Bad expectations are just as specific.
- Do not expect OKF to solve permissions, masking, approvals, freshness, or data quality.
- Do not rebuild an entire enterprise catalog around v0.1.
- Do not trust LLM-generated descriptions or join explanations without human review.
The smallest entry point is additive. Keep your existing Markdown content. Add frontmatter with type, description, and, where useful, tags. That alone gives agents a better way to choose what to read.
One rule matters: do not let an LLM guess timestamp. Last meaningful change should come from Git history, file metadata, or another factual source. A guessed date turns metadata into a confident error.
Summary¶
OKF's contribution is not the idea of putting knowledge in Markdown. Its contribution is the attempt to standardize the exchange surface for knowledge that AI agents read.

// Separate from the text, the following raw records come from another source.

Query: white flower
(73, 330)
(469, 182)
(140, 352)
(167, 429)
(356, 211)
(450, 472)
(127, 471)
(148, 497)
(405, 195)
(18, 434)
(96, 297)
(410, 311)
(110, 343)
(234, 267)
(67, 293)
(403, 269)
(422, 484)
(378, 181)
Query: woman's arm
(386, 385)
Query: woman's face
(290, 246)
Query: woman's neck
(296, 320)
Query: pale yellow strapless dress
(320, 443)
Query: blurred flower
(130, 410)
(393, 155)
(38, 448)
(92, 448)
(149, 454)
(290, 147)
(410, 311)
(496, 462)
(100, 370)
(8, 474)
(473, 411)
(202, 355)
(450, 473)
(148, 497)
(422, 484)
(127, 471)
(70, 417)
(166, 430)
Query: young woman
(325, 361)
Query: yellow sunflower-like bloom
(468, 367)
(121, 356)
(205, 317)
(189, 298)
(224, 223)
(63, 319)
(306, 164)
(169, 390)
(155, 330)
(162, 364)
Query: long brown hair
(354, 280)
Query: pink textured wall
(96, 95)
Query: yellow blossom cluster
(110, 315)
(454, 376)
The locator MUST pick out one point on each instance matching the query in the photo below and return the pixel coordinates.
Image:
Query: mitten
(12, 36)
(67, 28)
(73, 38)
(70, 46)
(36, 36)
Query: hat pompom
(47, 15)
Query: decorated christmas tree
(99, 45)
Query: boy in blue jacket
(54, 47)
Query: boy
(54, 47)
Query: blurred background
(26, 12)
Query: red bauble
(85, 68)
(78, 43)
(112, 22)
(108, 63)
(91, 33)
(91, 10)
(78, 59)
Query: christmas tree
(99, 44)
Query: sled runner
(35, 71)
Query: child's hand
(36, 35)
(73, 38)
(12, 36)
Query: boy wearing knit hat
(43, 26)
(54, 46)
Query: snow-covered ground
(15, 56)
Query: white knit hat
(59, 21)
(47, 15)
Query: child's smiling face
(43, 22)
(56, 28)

That is a sensible, low-cost bet. But as of June 16, 2026, "open", "vendor-neutral", and "secure" should be read as design goals, not proven outcomes. Start with a small bundle and measure whether agent answers and maintenance cost actually improve.
The signal to watch over the next six to twelve months is adoption outside Google. If independent producers and consumers appear, OKF could become a real standard. If not, it may remain a useful Markdown convention around Google Cloud's knowledge tooling.